Y es que, mire usted. Ayer se reunieron los gobernadores de Michoacán, Silvano Aureoles Conejo; de Morelos, Graco Ramírez; de Tabasco, Arturo Núñez Jiménez, y de Quintana Roo, Carlos Joaquín, quien por cierto no es perredista y desde ahí procede la interrogante respecto de ese purismo perredista de Silvano, Graco y Arturo.
El cuarteto demandó “piso parejo” –frase acuñada por Josefina Vázquez Mota– en el proceso de elección de la dirigencia nacional del PRD, es decir, de Barrales Magdaleno y su equipo, por lo menos el más cercano y que está identificado con Miguel Ángel Mancera, a quien dicen no haber invitado porque no es del PRD, aunque ganó la elección de jefe de Gobierno de la Ciudad de México abanderado por ese partido.
¿Entonces? ¡Ah!, los gobernadores dijeron que su postura no tiene dedicatoria para nadie. ¿Cuál es el papel de Carlos Joaquín en ese grupo? ¿Alguno de ellos tiene en su futuro la pretensión de dirigir al PRD?
Blofean. Dice Graco Ramírez que la intención es que el PRD salga unido en el relevo de la dirigencia nacional el año entrante porque, aduce, se requiere un partido fuerte para enfrentar la sucesión presidencial. ¿Y quién de ellos habrá de ser el abanderado?

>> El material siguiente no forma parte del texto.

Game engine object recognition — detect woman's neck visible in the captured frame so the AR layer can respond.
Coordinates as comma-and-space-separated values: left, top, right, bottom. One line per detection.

Y exigen unidad al interior del partido, transparencia y piso parejo para todos en dicho proceso. ¿Cómo para quién?
El tabasqueño Arturo Núñez puntualizó: “Creemos que para lo que viene por delante es importante que la primera estación que tiene que pasar el PRD previo a la elección presidencial de 2018 es la renovación de la dirigencia”. Ese es el meollo, pero ¿quién es el gallo?
Y aclaró que lo del piso parejo y reglas claras para todos tiene que ver con la sucesión en la dirigencia nacional del partido. ¿Le creemos?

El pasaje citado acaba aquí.